This Dust-Filled Galaxy Formed Less Than A Billion Years After The Big Bang

This Dust-Filled Galaxy Formed Less Than A Billion Years After The Big Bang

Astronomers have spotted an unusually distant star-forming galaxy, the light of which took a whopping 13 billion years to reach Earth. Perhaps most incredibly, however, the galaxy was observed directly, without the help of a celestial phenomenon known as gravitational lensing.

This galaxy is called MAMBO-9, and it was actually detected 10 years ago with the Max-Planck Millimetre Bolometer (MAMBO) instrument attached to the IRAM 30-metre telescope in Spain. At the time, astronomers were unable to discern the galaxy’s distance from Earth owing to its incredibly low luminosity. Astronomers knew it was far, they just didn’t know how far.

But now they do, thanks to the sensitivity offered by the Atacama Large Millimetre/submillimeter Array (ALMA), which is located in the Chilean Andes. New research published in The Astrophysical Journal places MAMBO-9 at a distance of 13 billion light-years from Earth—a remarkable observation, given that the universe itself is 13.8 billion years old. MAMBO-9 formed a mere 970 million years after the Big Bang. This ancient galaxy, therefore, is like a portal back in time, allowing astronomers to catch a literal glimpse of what the universe looked like during this very early stage in its formation.

Older galaxies have been spotted before, including galaxy SPT0311-58, which formed a mere 780 million years after the Big Bang.
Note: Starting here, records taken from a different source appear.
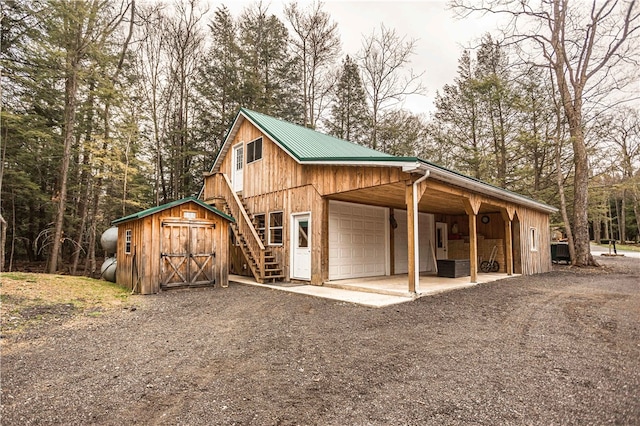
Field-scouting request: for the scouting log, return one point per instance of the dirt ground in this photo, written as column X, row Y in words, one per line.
column 558, row 348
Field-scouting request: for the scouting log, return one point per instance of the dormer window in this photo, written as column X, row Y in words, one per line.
column 254, row 150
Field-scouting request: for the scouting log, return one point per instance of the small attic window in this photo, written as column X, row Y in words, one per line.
column 127, row 241
column 254, row 150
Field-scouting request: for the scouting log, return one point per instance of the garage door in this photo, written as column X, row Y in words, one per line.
column 357, row 240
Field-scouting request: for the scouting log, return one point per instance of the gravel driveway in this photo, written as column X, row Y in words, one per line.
column 557, row 348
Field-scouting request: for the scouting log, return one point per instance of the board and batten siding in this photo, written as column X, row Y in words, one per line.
column 275, row 171
column 140, row 270
column 291, row 201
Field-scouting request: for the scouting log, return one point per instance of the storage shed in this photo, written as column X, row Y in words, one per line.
column 184, row 243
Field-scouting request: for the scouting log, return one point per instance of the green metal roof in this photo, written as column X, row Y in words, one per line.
column 306, row 144
column 156, row 209
column 309, row 146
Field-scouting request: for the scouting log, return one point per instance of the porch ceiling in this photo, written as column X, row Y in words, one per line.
column 393, row 195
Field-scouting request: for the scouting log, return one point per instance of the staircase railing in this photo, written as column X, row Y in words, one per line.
column 245, row 227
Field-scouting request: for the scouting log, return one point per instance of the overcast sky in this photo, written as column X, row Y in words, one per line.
column 440, row 36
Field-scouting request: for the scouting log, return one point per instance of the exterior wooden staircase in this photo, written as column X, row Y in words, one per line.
column 260, row 259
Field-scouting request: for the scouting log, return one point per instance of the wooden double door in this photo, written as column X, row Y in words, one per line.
column 187, row 253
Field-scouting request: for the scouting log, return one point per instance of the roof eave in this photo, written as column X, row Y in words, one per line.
column 477, row 186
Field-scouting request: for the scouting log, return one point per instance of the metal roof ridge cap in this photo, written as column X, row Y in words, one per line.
column 271, row 136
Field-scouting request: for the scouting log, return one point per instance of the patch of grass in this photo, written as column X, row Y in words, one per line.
column 29, row 299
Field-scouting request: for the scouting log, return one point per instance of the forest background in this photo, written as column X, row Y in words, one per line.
column 113, row 106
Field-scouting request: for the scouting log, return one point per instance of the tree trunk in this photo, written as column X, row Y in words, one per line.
column 563, row 200
column 622, row 218
column 71, row 89
column 3, row 240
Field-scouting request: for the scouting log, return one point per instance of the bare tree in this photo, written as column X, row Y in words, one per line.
column 317, row 46
column 383, row 60
column 586, row 48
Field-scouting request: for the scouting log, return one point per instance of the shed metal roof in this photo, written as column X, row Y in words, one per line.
column 157, row 209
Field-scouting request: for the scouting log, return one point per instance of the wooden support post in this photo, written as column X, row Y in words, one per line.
column 415, row 189
column 472, row 206
column 507, row 216
column 392, row 248
column 411, row 238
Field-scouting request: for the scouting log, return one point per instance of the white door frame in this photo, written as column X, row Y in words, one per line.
column 442, row 241
column 237, row 175
column 298, row 255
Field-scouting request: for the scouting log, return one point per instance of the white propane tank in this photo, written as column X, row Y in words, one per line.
column 109, row 240
column 108, row 269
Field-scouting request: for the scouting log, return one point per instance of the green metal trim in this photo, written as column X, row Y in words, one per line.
column 156, row 209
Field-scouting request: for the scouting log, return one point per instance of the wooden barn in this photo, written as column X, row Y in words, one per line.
column 184, row 243
column 312, row 207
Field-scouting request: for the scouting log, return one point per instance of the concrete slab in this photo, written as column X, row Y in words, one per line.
column 374, row 291
column 375, row 300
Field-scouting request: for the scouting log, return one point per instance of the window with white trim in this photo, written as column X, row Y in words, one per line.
column 275, row 228
column 254, row 150
column 533, row 238
column 260, row 221
column 127, row 241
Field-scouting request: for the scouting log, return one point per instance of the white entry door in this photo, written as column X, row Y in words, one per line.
column 301, row 246
column 237, row 168
column 442, row 241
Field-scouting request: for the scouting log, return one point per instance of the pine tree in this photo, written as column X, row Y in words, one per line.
column 349, row 113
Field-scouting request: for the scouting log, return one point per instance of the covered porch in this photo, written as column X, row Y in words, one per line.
column 465, row 226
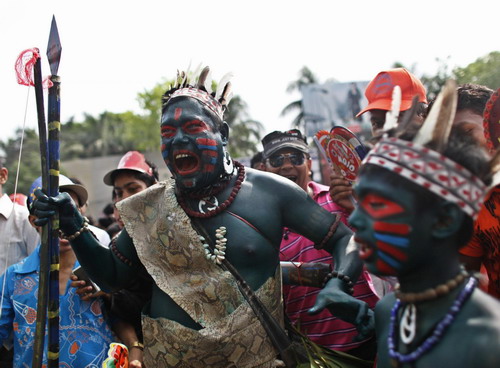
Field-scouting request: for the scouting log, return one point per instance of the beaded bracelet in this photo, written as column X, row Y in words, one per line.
column 137, row 345
column 85, row 227
column 330, row 233
column 346, row 279
column 118, row 254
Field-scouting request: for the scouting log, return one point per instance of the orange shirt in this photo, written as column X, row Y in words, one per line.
column 485, row 242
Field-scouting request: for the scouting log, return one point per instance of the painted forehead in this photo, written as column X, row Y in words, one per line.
column 378, row 182
column 185, row 108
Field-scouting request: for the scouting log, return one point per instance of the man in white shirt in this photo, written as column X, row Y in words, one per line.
column 17, row 237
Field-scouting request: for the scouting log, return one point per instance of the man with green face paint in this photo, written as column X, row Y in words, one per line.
column 186, row 233
column 417, row 197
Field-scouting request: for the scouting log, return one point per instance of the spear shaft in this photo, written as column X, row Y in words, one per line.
column 41, row 315
column 53, row 305
column 54, row 126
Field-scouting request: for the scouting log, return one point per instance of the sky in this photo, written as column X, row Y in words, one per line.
column 113, row 50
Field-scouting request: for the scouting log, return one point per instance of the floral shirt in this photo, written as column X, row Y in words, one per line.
column 84, row 333
column 323, row 328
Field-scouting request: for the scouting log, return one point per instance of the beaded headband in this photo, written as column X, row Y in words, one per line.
column 430, row 170
column 203, row 97
column 201, row 91
column 427, row 167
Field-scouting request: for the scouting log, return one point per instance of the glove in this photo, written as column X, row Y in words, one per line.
column 44, row 207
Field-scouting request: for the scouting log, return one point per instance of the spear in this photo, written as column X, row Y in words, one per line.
column 41, row 315
column 54, row 111
column 48, row 296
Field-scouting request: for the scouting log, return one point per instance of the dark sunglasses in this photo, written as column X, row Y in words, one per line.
column 278, row 161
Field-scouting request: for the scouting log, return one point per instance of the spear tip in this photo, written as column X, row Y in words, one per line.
column 54, row 47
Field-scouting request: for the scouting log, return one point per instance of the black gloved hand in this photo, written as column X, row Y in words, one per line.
column 70, row 219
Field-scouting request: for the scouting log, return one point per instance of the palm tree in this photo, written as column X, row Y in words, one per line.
column 244, row 133
column 306, row 77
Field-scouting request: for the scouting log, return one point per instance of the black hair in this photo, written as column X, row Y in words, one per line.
column 470, row 97
column 257, row 158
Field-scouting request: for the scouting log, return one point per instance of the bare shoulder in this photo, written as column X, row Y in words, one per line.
column 264, row 179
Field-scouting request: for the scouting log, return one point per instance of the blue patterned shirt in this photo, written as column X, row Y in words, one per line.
column 84, row 333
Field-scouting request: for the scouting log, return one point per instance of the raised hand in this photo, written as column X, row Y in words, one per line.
column 341, row 192
column 346, row 307
column 70, row 219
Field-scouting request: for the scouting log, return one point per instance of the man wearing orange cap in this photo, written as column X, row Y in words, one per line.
column 17, row 238
column 210, row 237
column 379, row 96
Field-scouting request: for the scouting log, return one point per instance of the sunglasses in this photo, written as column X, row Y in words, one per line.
column 279, row 160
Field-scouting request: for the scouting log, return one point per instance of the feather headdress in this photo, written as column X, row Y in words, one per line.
column 201, row 90
column 391, row 118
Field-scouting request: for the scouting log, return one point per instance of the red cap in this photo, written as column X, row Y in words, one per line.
column 132, row 160
column 19, row 198
column 379, row 90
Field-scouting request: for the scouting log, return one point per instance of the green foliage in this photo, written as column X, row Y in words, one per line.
column 306, row 77
column 434, row 83
column 30, row 160
column 485, row 71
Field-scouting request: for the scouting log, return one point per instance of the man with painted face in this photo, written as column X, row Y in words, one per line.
column 213, row 212
column 287, row 154
column 417, row 197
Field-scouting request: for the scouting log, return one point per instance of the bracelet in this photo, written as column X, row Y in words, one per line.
column 85, row 227
column 346, row 279
column 118, row 254
column 137, row 345
column 330, row 233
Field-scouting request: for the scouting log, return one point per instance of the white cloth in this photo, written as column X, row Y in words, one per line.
column 17, row 237
column 101, row 235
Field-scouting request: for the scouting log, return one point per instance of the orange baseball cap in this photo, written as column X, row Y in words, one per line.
column 379, row 90
column 132, row 160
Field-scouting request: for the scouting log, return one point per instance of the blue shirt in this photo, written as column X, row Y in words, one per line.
column 84, row 333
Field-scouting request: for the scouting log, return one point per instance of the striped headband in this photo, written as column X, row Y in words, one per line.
column 202, row 96
column 430, row 170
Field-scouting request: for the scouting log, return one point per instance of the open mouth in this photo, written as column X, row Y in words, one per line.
column 185, row 162
column 365, row 251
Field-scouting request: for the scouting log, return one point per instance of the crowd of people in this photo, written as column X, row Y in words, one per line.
column 189, row 268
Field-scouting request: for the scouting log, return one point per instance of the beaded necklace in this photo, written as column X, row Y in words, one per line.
column 224, row 205
column 438, row 332
column 433, row 293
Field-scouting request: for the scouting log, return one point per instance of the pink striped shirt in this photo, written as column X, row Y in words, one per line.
column 323, row 328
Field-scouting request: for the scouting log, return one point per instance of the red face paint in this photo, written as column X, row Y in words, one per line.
column 210, row 153
column 384, row 268
column 208, row 168
column 195, row 127
column 392, row 251
column 206, row 142
column 378, row 207
column 387, row 227
column 177, row 113
column 168, row 131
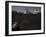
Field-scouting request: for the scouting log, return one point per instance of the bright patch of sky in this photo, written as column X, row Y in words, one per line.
column 24, row 8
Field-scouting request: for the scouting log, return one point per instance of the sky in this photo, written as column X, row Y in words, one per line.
column 29, row 8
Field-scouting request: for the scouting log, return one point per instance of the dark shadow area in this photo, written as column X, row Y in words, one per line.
column 26, row 21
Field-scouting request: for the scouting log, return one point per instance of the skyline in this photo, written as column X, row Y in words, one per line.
column 33, row 10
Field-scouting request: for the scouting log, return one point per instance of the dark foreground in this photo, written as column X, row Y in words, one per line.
column 26, row 21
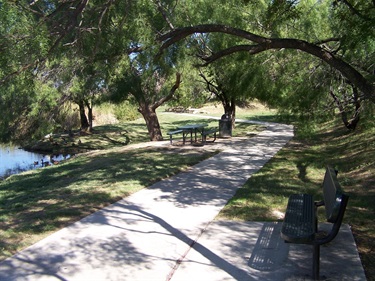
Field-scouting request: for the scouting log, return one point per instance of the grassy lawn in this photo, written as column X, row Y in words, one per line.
column 299, row 167
column 37, row 203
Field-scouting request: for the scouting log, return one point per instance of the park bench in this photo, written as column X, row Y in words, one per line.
column 300, row 224
column 208, row 132
column 171, row 133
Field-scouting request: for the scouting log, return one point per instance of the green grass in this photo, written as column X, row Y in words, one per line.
column 299, row 167
column 36, row 203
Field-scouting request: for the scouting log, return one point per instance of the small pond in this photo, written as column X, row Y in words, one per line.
column 14, row 160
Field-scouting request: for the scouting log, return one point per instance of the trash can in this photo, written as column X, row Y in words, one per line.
column 225, row 126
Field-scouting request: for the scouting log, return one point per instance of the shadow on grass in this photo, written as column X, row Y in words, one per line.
column 48, row 199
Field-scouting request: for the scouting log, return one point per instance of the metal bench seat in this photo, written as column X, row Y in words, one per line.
column 300, row 224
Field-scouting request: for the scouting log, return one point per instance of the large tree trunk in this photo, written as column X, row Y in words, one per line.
column 152, row 122
column 84, row 122
column 148, row 110
column 90, row 116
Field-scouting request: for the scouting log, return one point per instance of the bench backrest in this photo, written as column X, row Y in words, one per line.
column 334, row 200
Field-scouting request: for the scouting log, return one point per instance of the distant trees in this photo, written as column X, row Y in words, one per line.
column 301, row 57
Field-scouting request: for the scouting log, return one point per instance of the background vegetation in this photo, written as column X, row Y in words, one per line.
column 33, row 204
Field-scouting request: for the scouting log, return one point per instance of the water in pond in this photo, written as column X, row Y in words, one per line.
column 14, row 160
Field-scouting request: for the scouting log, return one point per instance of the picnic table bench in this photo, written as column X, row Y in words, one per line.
column 171, row 133
column 208, row 132
column 300, row 224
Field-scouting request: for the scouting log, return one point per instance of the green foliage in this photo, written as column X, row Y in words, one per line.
column 126, row 111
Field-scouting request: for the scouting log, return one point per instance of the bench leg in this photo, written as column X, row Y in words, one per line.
column 316, row 261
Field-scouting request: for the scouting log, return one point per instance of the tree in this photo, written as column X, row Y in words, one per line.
column 265, row 44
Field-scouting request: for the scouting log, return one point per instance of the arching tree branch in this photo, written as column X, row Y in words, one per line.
column 264, row 44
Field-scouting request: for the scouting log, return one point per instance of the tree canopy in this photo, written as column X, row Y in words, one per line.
column 297, row 56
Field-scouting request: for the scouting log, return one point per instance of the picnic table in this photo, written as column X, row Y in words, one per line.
column 193, row 128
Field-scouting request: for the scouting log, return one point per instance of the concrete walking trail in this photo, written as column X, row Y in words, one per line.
column 167, row 232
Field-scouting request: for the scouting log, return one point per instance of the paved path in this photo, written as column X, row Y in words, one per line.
column 165, row 232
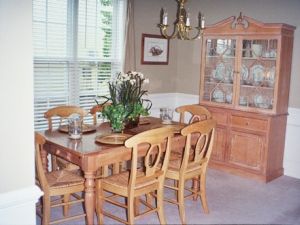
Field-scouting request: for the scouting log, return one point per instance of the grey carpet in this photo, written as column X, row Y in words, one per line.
column 231, row 200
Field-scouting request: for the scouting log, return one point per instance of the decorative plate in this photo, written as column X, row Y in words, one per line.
column 258, row 72
column 85, row 128
column 218, row 95
column 258, row 100
column 144, row 121
column 223, row 72
column 113, row 139
column 272, row 73
column 245, row 72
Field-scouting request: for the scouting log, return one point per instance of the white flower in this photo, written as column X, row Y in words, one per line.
column 140, row 75
column 132, row 81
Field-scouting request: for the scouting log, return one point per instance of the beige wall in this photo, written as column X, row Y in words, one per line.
column 182, row 73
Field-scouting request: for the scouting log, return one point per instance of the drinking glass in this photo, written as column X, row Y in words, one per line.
column 166, row 115
column 75, row 127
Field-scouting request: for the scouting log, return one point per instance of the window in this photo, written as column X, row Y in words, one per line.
column 78, row 46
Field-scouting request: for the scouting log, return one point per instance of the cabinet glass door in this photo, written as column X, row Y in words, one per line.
column 258, row 73
column 220, row 57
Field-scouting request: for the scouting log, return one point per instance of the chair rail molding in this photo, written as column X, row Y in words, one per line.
column 291, row 162
column 21, row 201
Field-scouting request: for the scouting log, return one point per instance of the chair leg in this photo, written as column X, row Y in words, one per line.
column 160, row 205
column 66, row 198
column 181, row 201
column 99, row 203
column 136, row 206
column 54, row 165
column 130, row 209
column 195, row 188
column 203, row 193
column 46, row 210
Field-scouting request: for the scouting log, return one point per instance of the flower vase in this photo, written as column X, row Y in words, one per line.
column 132, row 122
column 117, row 126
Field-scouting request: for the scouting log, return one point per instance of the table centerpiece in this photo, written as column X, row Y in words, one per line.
column 125, row 102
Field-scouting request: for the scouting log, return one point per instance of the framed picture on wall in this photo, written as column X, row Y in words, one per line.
column 155, row 50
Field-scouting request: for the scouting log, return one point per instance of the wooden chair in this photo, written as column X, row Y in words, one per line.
column 56, row 183
column 188, row 168
column 197, row 113
column 135, row 182
column 63, row 112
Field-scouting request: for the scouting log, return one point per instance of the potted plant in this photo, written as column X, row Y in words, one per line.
column 127, row 102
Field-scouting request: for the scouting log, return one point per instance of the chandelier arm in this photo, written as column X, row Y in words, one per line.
column 164, row 28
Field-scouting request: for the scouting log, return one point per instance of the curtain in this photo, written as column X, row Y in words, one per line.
column 129, row 56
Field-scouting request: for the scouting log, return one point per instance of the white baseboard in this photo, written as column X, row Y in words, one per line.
column 291, row 161
column 18, row 207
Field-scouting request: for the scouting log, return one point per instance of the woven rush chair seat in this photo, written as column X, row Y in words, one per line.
column 137, row 182
column 181, row 170
column 63, row 178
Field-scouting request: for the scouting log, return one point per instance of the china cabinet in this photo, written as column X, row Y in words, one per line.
column 245, row 78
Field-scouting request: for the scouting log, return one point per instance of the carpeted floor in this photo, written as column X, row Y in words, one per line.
column 231, row 200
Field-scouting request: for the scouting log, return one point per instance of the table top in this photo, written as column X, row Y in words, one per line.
column 88, row 145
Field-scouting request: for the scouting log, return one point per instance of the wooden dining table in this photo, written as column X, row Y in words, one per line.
column 91, row 155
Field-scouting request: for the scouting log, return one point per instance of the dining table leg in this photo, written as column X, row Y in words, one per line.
column 89, row 196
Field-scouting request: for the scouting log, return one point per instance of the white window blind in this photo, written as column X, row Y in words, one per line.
column 78, row 46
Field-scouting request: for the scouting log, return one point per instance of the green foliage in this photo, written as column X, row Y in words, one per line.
column 116, row 115
column 126, row 98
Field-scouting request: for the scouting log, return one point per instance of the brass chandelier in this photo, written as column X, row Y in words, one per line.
column 182, row 25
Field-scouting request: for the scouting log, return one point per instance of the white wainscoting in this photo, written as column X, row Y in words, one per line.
column 18, row 207
column 291, row 161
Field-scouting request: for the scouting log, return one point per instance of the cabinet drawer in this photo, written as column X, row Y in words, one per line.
column 249, row 123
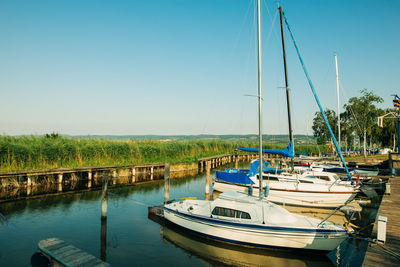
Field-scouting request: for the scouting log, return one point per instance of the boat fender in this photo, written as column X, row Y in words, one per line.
column 266, row 191
column 250, row 190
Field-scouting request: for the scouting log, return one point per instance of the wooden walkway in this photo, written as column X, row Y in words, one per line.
column 390, row 207
column 67, row 255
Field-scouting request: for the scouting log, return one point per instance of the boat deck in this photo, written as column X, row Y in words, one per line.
column 67, row 255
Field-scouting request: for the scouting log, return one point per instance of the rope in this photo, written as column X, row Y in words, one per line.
column 316, row 98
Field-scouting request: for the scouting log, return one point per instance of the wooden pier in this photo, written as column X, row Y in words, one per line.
column 217, row 161
column 384, row 254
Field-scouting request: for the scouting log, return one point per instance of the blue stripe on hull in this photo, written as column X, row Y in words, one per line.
column 235, row 242
column 263, row 227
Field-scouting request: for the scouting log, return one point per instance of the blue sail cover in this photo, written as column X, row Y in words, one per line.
column 255, row 165
column 287, row 152
column 238, row 177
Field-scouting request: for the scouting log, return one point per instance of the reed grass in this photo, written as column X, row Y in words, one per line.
column 34, row 152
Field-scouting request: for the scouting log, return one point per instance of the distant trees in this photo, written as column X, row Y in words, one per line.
column 362, row 114
column 358, row 119
column 319, row 126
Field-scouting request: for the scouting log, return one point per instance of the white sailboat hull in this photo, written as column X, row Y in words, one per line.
column 289, row 195
column 252, row 235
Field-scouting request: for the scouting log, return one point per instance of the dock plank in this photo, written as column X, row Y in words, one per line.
column 68, row 255
column 384, row 255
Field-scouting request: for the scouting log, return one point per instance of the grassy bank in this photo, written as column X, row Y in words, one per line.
column 33, row 152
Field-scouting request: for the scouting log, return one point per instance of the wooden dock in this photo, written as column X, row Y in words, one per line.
column 63, row 254
column 383, row 255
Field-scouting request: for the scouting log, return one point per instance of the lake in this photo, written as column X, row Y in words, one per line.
column 133, row 239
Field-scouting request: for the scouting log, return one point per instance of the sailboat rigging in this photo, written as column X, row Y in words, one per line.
column 246, row 220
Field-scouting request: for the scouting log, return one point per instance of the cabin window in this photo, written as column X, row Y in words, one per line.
column 270, row 178
column 325, row 178
column 306, row 182
column 219, row 211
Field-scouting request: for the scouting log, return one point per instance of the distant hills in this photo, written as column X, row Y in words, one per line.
column 303, row 139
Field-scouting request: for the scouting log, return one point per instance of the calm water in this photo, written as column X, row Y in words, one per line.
column 133, row 238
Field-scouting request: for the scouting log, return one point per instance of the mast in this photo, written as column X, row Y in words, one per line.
column 259, row 99
column 337, row 93
column 287, row 88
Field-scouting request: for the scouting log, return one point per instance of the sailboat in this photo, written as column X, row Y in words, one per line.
column 253, row 221
column 325, row 190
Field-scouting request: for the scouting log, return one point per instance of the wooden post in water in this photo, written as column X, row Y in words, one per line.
column 103, row 239
column 166, row 182
column 103, row 229
column 104, row 197
column 133, row 175
column 59, row 182
column 208, row 166
column 90, row 175
column 59, row 178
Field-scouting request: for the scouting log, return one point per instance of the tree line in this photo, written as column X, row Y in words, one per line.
column 358, row 124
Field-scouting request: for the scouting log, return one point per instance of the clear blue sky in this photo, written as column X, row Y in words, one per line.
column 183, row 66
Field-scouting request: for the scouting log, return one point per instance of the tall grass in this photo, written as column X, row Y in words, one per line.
column 33, row 152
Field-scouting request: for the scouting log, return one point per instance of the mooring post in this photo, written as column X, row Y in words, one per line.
column 103, row 230
column 59, row 182
column 60, row 175
column 104, row 197
column 166, row 182
column 208, row 164
column 133, row 175
column 90, row 175
column 103, row 240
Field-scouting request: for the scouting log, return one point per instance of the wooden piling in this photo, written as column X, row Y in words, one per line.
column 104, row 198
column 208, row 164
column 133, row 175
column 60, row 176
column 103, row 239
column 166, row 182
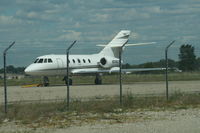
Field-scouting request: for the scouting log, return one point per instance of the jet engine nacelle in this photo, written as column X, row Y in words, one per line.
column 107, row 62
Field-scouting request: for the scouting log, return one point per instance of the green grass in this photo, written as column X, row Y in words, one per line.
column 109, row 79
column 33, row 112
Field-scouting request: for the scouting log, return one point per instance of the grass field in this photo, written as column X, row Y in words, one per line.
column 109, row 79
column 46, row 114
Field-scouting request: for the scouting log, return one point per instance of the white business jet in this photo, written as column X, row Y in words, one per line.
column 106, row 61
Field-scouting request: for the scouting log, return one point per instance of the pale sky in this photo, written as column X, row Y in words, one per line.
column 42, row 27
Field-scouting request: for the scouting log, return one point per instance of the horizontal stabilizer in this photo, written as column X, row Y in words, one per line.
column 135, row 44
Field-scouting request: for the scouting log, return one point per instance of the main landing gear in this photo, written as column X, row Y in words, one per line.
column 98, row 80
column 45, row 81
column 66, row 81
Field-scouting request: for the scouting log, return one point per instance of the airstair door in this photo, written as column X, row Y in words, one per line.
column 60, row 65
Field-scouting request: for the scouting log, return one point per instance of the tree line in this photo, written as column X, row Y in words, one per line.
column 187, row 62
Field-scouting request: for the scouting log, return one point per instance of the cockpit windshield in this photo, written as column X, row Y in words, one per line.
column 36, row 60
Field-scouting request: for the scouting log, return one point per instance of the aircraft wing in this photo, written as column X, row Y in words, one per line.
column 113, row 70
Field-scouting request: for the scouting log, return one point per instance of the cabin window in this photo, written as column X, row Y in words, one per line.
column 50, row 61
column 36, row 61
column 40, row 61
column 45, row 60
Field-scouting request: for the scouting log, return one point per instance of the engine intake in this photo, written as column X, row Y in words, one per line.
column 107, row 62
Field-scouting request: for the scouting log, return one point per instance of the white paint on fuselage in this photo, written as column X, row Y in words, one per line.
column 59, row 64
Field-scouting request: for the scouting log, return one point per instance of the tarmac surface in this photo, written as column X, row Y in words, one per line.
column 31, row 94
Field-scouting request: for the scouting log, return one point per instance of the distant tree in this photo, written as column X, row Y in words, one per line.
column 187, row 58
column 198, row 63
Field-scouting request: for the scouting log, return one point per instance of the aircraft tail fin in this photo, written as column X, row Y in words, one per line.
column 113, row 47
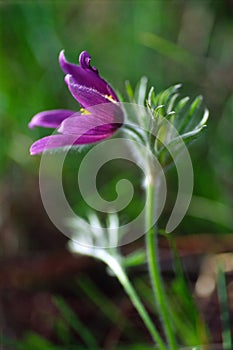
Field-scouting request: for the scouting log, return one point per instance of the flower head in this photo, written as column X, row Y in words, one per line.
column 98, row 119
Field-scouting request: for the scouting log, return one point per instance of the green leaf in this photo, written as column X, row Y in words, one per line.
column 74, row 322
column 190, row 114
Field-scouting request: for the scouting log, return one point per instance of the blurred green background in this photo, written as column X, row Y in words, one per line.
column 169, row 42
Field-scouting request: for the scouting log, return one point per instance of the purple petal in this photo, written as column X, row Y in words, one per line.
column 86, row 75
column 58, row 141
column 104, row 118
column 50, row 119
column 85, row 96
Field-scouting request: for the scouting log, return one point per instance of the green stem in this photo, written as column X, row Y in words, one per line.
column 119, row 272
column 153, row 262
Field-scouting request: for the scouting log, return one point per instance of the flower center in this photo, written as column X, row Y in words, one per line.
column 110, row 98
column 84, row 111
What’s particularly special about MAMBO-9, however, is that it’s the most distant and subsequently the oldest dusty galaxy to be directly observed by telescopes, without the benefit of gravitational lensing—a magnification effect in which the gravity of a foreground galaxy warps the light from one behind it.

“We found the galaxy in a new ALMA survey specifically designed to identify dusty star-forming galaxies in the early universe,” said Caitlin Casey, an astronomer from the University of Texas at Austin and the lead author of the new study, in a press release. “And what is special about this observation, is that this is the most distant dusty galaxy we have ever seen in an unobstructed way.”

By “dusty galaxy,” Casey is referring to massive dust-filled, star-forming galaxies. These types of galaxies can spawn stars amounting to thousands of solar masses per year, in which one solar mass equals the weight of our Sun. By comparison, the Milky Way produces around three solar masses’ worth of stars each year. Most of these gigantic stellar factories formed long after the universe reached a certain level of maturity, but some have been observed at less than 1 billion years after the Big Bang, including the aforementioned SPT0311-58. Given their surprisingly early appearance, dusty galaxies likely played an important role in the development of the early universe.

Casey and her colleagues were also able to measure the total mass of gas and dust packed into MAMBO-9. This primordial galaxy contains gas and dust amounting to 10 times the mass of all the stars in the Milky Way—it’s huge. This is a really neat observation, because it means MAMBO-9, some 13 billion years ago from our perspective, had yet to produce the vast majority of stars it was destined to create (it very likely managed to produce those stars, but we’ll never have the opportunity to see them unless we manage to observe MAMBO-9 for the next 4 billion to 6 billion years or more).

The astronomers detected two discernible sections of the galaxy, a big section and a small section, which are in the process of merging.

In an email to Gizmodo, astronomer Robert Minchin, a senior scientist from the Stratospheric Observatory For Infrared Astronomy (SOFIA) at NASA Ames Research Centre, said the new paper “certainly looks interesting.”

“Unlike with gravitationally lensed galaxies, we have an undistorted view of MAMBO-9,” he said. “ALMA has been able to resolve the source into a galaxy pair that is quite possibly in the process of merging, which is likely to have triggered the starbursts in the source—we are basically seeing a galaxy caught in the process of formation,” said Minchin, who wasn’t involved with the new study.

As noted, MAMBO-9 was catalogued a decade ago, but only now have astronomers been able to determine its distance.

“There are many more sources already in catalogues that might be equally interesting but which haven’t yet been spectroscopically confirmed,” said Minchin. “Unfortunately such confirmation requires lots of expensive telescope time, which is in high demand.”

Looking ahead, Casey and her colleagues are hoping to use ALMA to find similarly old and distant galaxies to get a sense of how common they were back then and to figure out how they managed to acquire so much gas and dust so soon after the Big Bang.